Fernando Bezerra, líder do governo no Congresso,recebeu denúncia de uma licitação nos Correios armada por funcionários ligados ao PT e ao PTB
Felipe Patury e Fábio Portela
Jose Paulo Lacerda/AE |
BEZERRA Seu apadrinhado não pôde ser empossado nos Correios. Motivo: isso prejudicaria um esquema milionário |
O senador potiguar Fernando Bezerra, do PTB, é o líder do governo Lula no Congresso Nacional. Há três semanas, ele surpreendeu-se ao ler seu nome na reportagem de VEJA que expôs a corrupção nos Correios.
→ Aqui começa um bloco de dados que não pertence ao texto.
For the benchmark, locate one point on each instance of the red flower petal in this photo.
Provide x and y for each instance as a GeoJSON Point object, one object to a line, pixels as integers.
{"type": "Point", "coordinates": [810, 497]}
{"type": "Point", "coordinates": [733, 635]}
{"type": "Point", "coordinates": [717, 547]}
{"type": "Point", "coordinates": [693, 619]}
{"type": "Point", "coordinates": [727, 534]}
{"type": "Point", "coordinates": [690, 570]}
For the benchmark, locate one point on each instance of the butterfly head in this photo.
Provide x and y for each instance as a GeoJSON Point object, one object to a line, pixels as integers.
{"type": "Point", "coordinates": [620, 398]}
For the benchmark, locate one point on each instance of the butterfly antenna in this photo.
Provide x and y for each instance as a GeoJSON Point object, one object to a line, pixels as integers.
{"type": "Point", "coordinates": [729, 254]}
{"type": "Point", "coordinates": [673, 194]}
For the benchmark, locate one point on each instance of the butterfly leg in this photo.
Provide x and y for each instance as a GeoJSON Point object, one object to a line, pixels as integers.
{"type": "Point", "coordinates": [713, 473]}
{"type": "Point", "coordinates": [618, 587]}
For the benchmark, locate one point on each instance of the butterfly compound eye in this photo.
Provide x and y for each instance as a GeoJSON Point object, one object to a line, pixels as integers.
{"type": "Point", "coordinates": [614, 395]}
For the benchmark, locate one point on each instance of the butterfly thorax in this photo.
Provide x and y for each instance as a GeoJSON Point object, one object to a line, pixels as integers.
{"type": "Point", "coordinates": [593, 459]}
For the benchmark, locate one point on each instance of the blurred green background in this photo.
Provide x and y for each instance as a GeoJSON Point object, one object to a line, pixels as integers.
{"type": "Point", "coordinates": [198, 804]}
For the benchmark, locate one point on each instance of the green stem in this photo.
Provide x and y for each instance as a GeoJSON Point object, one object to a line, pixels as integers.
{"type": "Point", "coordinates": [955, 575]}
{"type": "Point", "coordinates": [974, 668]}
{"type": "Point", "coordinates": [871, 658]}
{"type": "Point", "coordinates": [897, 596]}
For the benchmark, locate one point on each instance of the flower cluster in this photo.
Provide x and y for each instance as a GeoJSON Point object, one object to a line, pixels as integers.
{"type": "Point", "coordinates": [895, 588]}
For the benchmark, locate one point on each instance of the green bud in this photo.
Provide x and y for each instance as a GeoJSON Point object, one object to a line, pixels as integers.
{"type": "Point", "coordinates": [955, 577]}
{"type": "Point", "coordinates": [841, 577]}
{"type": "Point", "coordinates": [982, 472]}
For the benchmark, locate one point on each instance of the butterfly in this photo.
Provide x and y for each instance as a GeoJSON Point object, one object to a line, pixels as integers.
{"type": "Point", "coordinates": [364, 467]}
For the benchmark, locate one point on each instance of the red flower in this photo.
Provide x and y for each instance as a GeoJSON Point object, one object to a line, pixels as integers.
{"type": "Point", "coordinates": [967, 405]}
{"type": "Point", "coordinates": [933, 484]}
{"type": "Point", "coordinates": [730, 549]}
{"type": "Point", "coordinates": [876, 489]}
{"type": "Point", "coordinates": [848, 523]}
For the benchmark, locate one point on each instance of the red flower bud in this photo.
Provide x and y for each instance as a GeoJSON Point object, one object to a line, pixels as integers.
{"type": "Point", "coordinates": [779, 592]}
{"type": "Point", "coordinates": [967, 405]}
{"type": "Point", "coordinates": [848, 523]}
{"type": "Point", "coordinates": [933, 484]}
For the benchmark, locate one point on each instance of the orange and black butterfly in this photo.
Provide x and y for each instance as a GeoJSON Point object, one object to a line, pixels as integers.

Bezerra aparece como padrinho de Ezequiel Ferreira de Souza, indicado para o cargo de diretor de Tecnologia da empresa. Decidido a provar que nada tem a ver com esse propinoduto, o senador deu um depoimento a VEJA (leia quadro). Nele, Bezerra diz que recebeu uma denúncia de que Ezequiel não foi nomeado para os Correios porque isso atrapalharia uma licitação fraudulenta dirigida por Eduardo Medeiros, atual diretor de Tecnologia da estatal e homem ligado ao PT. O depoimento do senador – líder do governo Lula no Congresso Nacional, enfatize-se – é impressionante. Inclusive porque mostra como são feitas as barganhas entre os partidos para a distribuição de cargos públicos.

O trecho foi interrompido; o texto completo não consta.